Sentindo-se 100% fisicamente, Éder não atuou contra o Fluminense por uma opção técnica e tática de Hernán Crespo. Desde que retornou aos gramados, no dia 17 de agosto, o atacante não convive com dores e treina sem restrições no CT da Barra Funda. Assim como Luciano, o ítalo-brasileiro tem um perfil técnico que poderia ajudar o time a superar problemas na construção ofensiva observados nas últimas partidas.

Quando foi contratado pelo São Paulo, Éder foi aprovado por Crespo. O treinador tem um modelo de jogo bem definido e, prioritariamente, arma o time com uma dupla de atacantes. Para que o time tenha um sistema ofensivo fluido, é necessário que as peças de frente tenham características complementares. Enquanto um dos jogadores fica responsável pela profundidade e pelas disputas com os zagueiros, o outro tem maior mobilidade para circular e receber entre as linhas.

Éder não tem o perfil para ser o centroavante da equipe, já que imposição física não é uma de suas principais qualidades. Com capacidade associativa acima da média, o jogadores tem as credenciais técnicas para ser o segundo atacante do time, que participa ativamente da construção ofensiva. No atual elenco do Tricolor, Luciano é o atleta que está mais acostumado a cumprir essa função, desde que foi comandado por Fernando Diniz, na temporada passada.

(Foto: Rubens Chiri/São Paulo)

Essa peça é fundamental para o funcionamento do time em organização ofensiva. Afinal, é o elo entre meio-campo e ataque, o jogador que será responsável por criar superioridade numérica nos mais diversos setores, gerando linhas de passe e permitindo tabelas em progressão. Nas últimas partidas do São Paulo, uma das principais dificuldades da equipe vendo sendo avançar por dentro quando tem a bola dominada e enfrenta adversários que marcam em bloco médio ou baixo.

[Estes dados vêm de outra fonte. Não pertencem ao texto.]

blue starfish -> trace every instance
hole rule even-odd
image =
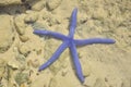
[[[82,67],[79,61],[76,47],[92,45],[92,44],[115,44],[115,40],[109,38],[91,38],[91,39],[82,39],[82,40],[74,39],[73,37],[74,37],[74,30],[76,27],[76,13],[78,13],[78,9],[74,9],[71,15],[70,33],[68,36],[64,36],[62,34],[55,33],[55,32],[38,30],[38,29],[35,29],[34,34],[52,36],[63,41],[61,46],[57,49],[57,51],[52,54],[52,57],[39,67],[39,71],[43,71],[46,67],[48,67],[50,64],[52,64],[59,58],[59,55],[63,52],[63,50],[69,47],[73,58],[73,63],[76,71],[78,78],[80,79],[81,83],[84,83],[84,76],[83,76]]]

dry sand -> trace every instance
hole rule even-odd
[[[37,72],[61,41],[34,28],[67,35],[79,9],[75,38],[109,37],[115,45],[78,48],[85,83],[78,79],[69,49]],[[0,87],[131,87],[131,0],[0,0]]]

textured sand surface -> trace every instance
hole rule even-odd
[[[78,12],[75,38],[109,37],[115,45],[78,48],[85,83],[67,49],[37,72],[61,41],[33,27],[67,35]],[[131,87],[131,0],[0,0],[0,87]]]

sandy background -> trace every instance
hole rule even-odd
[[[78,48],[83,85],[69,49],[37,72],[61,41],[33,34],[39,27],[67,35],[75,7],[75,38],[116,39]],[[131,0],[0,0],[0,87],[131,87]]]

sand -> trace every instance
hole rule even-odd
[[[61,41],[33,34],[39,28],[68,35],[74,8],[76,39],[116,40],[78,48],[83,84],[69,49],[38,72]],[[131,0],[0,0],[0,87],[131,87],[130,66]]]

Em grande parte, esse ponto pode ser explicado pelo desafio de criar vantagens a partir de aproximações e movimentações que permitam tramas ofensivas pelo corredor central, já que o oponente está sempre atento ao avanço dos alas do Tricolor e, portanto, bloqueiam as faixas laterais do campo, impondo um grande obstáculo à equipe comandada por Crespo. Não à toa, as melhores apresentações do time nos últimos meses foram em jogos em que o sistema com três zagueiros não foi utilizado.

(Foto: Rubens Chiri/São Paulo)

Nos jogos contra Palmeiras e Athletico Paranaense, pelo Campeonato Brasileiro, Crespo escalou o time com uma linha defensiva formada por quatro jogadores, ganhando um homem no meio-campo. Em um 4-2-2-2 que se assemelhou ao sistema utilizado pelo São Paulo na temporada passada, a equipe teve maior fluidez e conseguiu conectar mais jogadas no campo de ataque, já que tinha seis peças do meio para frente que ocupavam o corredor central e, com movimentação, criavam linhas de passe e geravam superioridade numérica com maior frequência.

Rigoni, que vem sendo o destaque do Tricolor desde que estreou, é quem mais gera vantagens a partir de sua movimentação e agressividade, seja em organização ofensiva ou em transição. Para que o time consiga furar bloqueios progredir com a bola por dentro, o time vai precisar de jogadores como Éder e Luciano, que se associam com maior refino técnico com os seus companheiros e permitem que o time tabele com maior fluidez.